At sunrise? And they are responsible for the pancakes that follow, which means
it’s a bunch of disgruntled parents who are having to ride herd on the fiasco…experience.
They are all on the Pastor-Parish Relations Committee, and they’re going to be
mad for a year.
Extra Easter morning services because twice-a-year Christians don’t have the sense to be ashamed of showing up when they’ve not been there since Christmas eve. And just try to remember their names as they shake hands afterward, when they’ve all changed their hair styles since Dec. 24.
And trying to convince a bunch of twice-a-year-believers to believe something that is unbelievable…
Of course, religious holidays are really an excuse to get people to buy stuff, and Easter is such a pale commercial holiday when compared to the gifts of Christmas and the candy of Halloween and the gluttony of Thanksgiving and the fireworks of Independence Day. [Yes, all those are religious holidays.]
I mean, how is a puny basket with some colored eggs, that are probably past their use-by date, going to compete with a stocking full of candy oranges and peppermint sticks?
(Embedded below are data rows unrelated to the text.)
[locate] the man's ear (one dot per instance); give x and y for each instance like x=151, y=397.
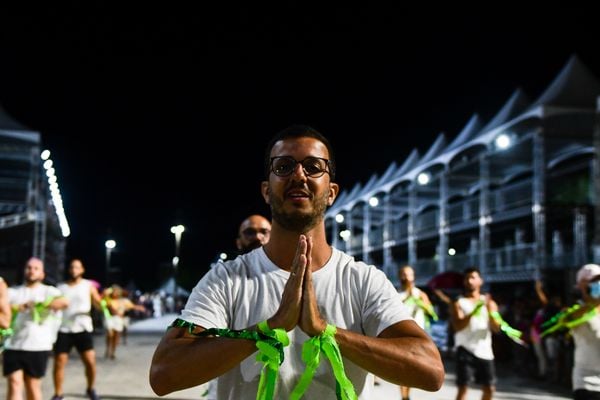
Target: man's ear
x=334, y=189
x=265, y=191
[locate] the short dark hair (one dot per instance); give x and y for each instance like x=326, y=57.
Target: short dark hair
x=299, y=131
x=470, y=270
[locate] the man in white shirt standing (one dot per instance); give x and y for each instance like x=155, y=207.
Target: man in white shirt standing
x=585, y=322
x=26, y=356
x=76, y=329
x=473, y=323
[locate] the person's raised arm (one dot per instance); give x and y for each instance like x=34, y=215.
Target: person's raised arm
x=175, y=363
x=5, y=310
x=171, y=369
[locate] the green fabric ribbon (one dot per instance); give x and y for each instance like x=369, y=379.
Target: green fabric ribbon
x=271, y=355
x=477, y=310
x=429, y=311
x=559, y=320
x=40, y=311
x=270, y=344
x=512, y=333
x=311, y=350
x=105, y=310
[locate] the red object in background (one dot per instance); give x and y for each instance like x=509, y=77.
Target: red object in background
x=95, y=283
x=446, y=280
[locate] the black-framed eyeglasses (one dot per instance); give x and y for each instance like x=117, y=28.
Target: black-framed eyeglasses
x=254, y=232
x=314, y=167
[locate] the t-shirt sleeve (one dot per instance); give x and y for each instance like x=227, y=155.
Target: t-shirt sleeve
x=209, y=302
x=383, y=306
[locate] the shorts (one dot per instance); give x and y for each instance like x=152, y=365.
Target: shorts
x=82, y=341
x=33, y=363
x=469, y=366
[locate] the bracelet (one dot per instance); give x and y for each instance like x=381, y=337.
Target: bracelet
x=325, y=342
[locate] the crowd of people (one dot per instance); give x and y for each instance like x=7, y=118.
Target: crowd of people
x=288, y=300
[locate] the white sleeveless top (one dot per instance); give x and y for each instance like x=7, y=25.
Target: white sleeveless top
x=76, y=317
x=415, y=311
x=586, y=368
x=31, y=334
x=477, y=336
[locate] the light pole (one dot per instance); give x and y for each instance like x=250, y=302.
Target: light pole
x=176, y=230
x=110, y=246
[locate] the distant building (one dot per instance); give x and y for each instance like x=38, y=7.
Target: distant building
x=515, y=195
x=29, y=224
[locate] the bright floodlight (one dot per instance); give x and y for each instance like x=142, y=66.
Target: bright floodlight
x=345, y=234
x=178, y=229
x=502, y=141
x=423, y=178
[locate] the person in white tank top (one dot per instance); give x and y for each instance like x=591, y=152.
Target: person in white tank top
x=76, y=329
x=5, y=311
x=473, y=326
x=586, y=335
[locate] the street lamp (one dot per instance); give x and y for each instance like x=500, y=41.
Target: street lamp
x=110, y=246
x=176, y=230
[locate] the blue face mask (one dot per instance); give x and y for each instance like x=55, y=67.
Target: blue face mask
x=594, y=289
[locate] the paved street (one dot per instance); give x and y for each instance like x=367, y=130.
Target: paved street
x=126, y=377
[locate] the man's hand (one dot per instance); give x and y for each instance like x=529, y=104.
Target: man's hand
x=288, y=314
x=311, y=321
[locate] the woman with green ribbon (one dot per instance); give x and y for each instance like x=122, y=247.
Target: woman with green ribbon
x=323, y=323
x=36, y=311
x=584, y=325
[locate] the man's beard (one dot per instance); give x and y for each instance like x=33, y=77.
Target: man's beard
x=298, y=221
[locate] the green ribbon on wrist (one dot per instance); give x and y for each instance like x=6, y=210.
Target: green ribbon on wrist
x=40, y=311
x=325, y=342
x=269, y=342
x=512, y=333
x=105, y=310
x=270, y=353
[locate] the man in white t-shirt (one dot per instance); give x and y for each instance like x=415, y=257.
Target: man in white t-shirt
x=586, y=335
x=473, y=323
x=36, y=306
x=296, y=283
x=76, y=329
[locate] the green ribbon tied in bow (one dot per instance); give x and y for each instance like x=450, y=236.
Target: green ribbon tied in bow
x=512, y=333
x=325, y=342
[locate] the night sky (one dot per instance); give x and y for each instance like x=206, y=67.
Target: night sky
x=160, y=116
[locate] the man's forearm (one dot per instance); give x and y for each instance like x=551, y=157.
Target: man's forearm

I think, though, the bottom line, of why I like Christmas more than Easter, is this: I can understand--very easily, because I watch Call The Midwife on PBS--a baby born into the physical body and having a life in a limited physical world. It’s much harder to understand a man getting out of a physical body and having a life in an eternal non-physical world.
And when you’re old and tired, “eternal” life doesn’t sound all that great.
Don’t worry. I’m still singing He Lives with my morning songs. But I’m also already humming Away in a Manger. I trust that God loves me, regardless.
That’s the true story of why I prefer Christmas to Easter—God is already here, in this life, no need to wait for resurrection--not, as some might tell you, because December is a better time for mincemeat pie.